Caminamos en silencio varias calles hasta la parada de autobús. Lo recogían en coche y yo tenía que esperar. El teléfono de Álex sonó y sonrió al leer la pantalla. Estuve seguro de que era ella, la misma persona que se interpondría en nuestro camino, un sendero sin asfaltar.

—¿Es ella?

—Sí.

—Parece que vais en serio.

—Simple tonteo.

—Ya.

Mi autobús llegó y nos despedimos. Antes de subir, tocó mi hombro y giré la espalda.

—Espero que tengas una buena razón para formar un grupo. Me has dejado intrigado, tío.

Encendí mi iPod y subí al vehículo. De regreso a casa, el autobús estaba infestado de estudiantes que me observaban con desidia por llevar uniforme. La clásica imagen de los niños de papá que aparcan sus deportivos en la puerta del colegio o son recogidos por un Mercedes 4×4 quedaba muy lejos de mi situación. Sus miradas, clavadas en mi nuca como la pistola de un secuestrador en la frente de su víctima. Presión moral que uno nunca se acostumbra.
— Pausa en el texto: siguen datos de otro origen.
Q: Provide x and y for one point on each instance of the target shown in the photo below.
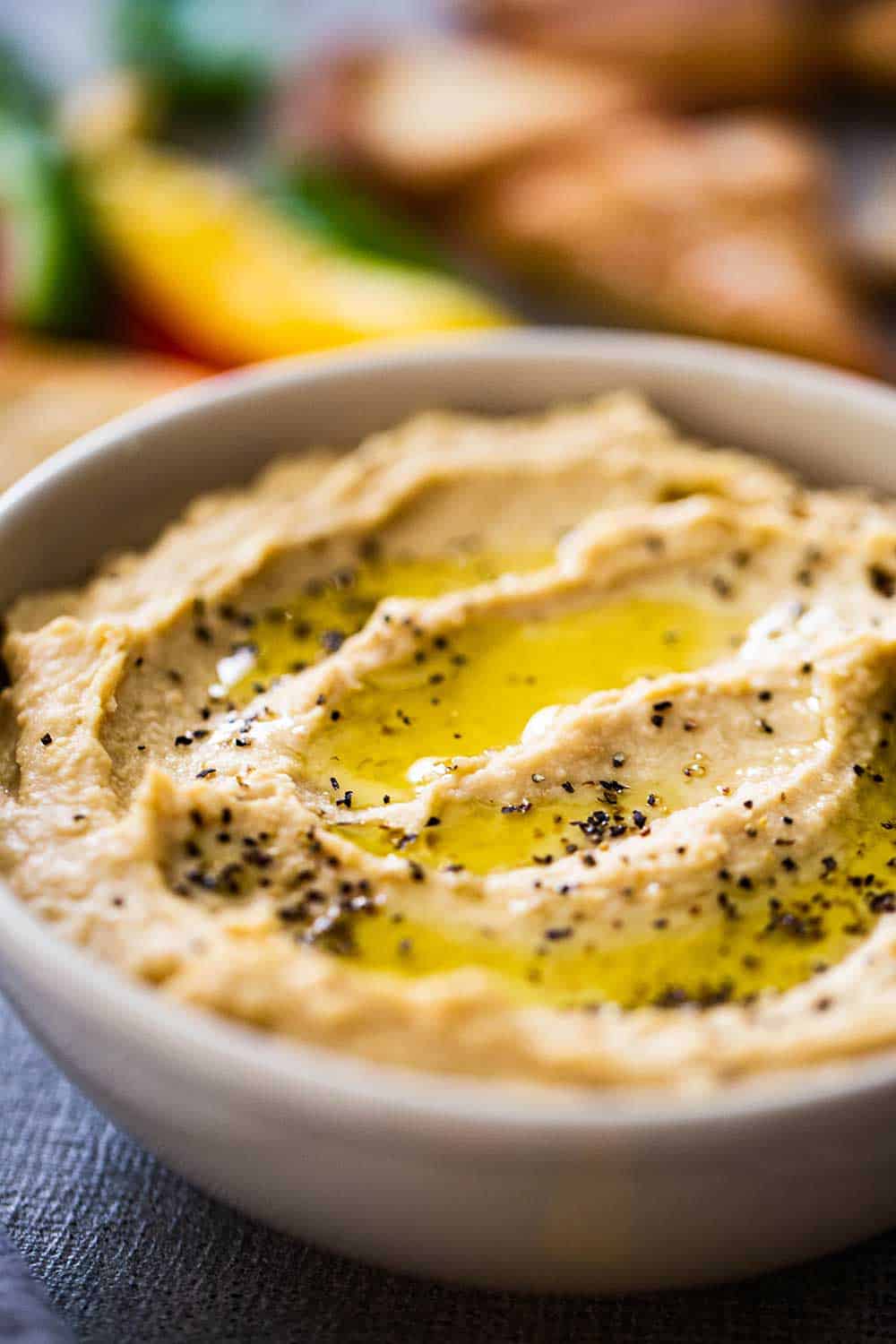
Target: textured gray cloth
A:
(131, 1253)
(26, 1316)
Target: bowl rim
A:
(336, 1088)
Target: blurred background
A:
(193, 185)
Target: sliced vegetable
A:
(233, 281)
(21, 91)
(204, 56)
(327, 203)
(47, 276)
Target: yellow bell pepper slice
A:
(233, 281)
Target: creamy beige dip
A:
(549, 747)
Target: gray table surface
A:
(128, 1252)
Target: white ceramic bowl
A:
(458, 1179)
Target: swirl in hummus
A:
(557, 749)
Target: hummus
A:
(555, 749)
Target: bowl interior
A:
(120, 484)
(116, 487)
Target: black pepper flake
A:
(883, 581)
(332, 640)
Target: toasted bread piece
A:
(866, 42)
(697, 53)
(715, 228)
(433, 115)
(53, 392)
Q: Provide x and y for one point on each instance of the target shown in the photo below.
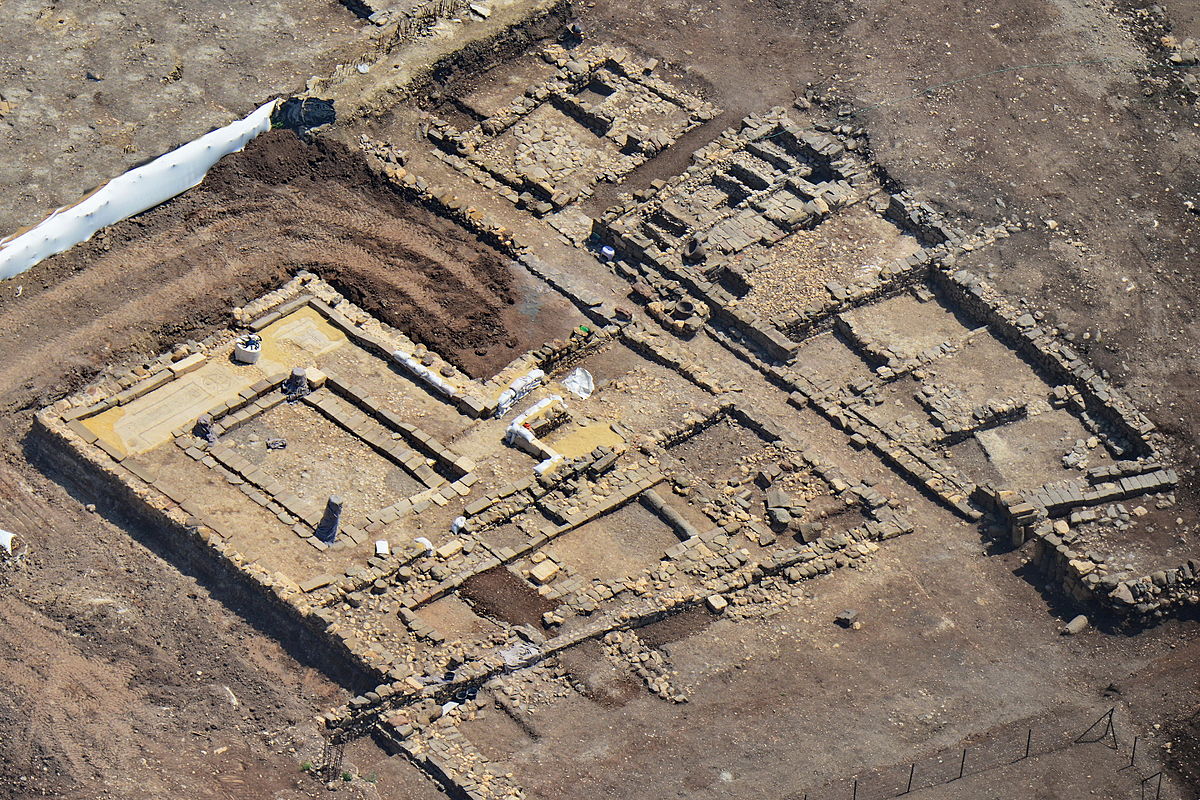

Varias paradas antes de apearme, el vehículo se vació y me senté junto al conductor. Por el reflejo del cristal vi una silueta reconocida. Era Cristal, vestida de colegiala con su melena lisa y revoltosa bajo una diadema. El pulso se aceleró y como un golpe de inercia, mi cabeza giró hasta encontrar su mirada. Por mis auriculares, The Beach Boys cantaban Got To Know The Woman. Cristal reveló una pequeña mueca con sus labios y giró el rostro hacia la ventana. Estuve equivocado al convencerme de que no existía.

Las puertas se abrieron y reconocí el cartel fluorescente de una farmacia que había junto a mi edificio. Me apeé del autobús y su silueta se perdió bajo las luces de los semáforos.

Nunca volvió a mirarme.

Pensé en las situaciones más atroces que uno imagina cuando siente el veneno la indiferencia. Suposiciones e hipótesis de cuál era su destino si no la había encontrado antes en aquella parada.

Al llegar a casa, lancé la mochila a un lado y agarré la guitarra.

Era el momento de terminar aquella canción. Una fuerza mágica me llevó a los primeros acordes que se enlazaban con vagas frases que salían por mi boca. Solo una persona tan jodida como yo, era capaz de convertir el odio y la impotencia en una buena melodía, y en aquel instante, estaba preparado para llegar hasta el final.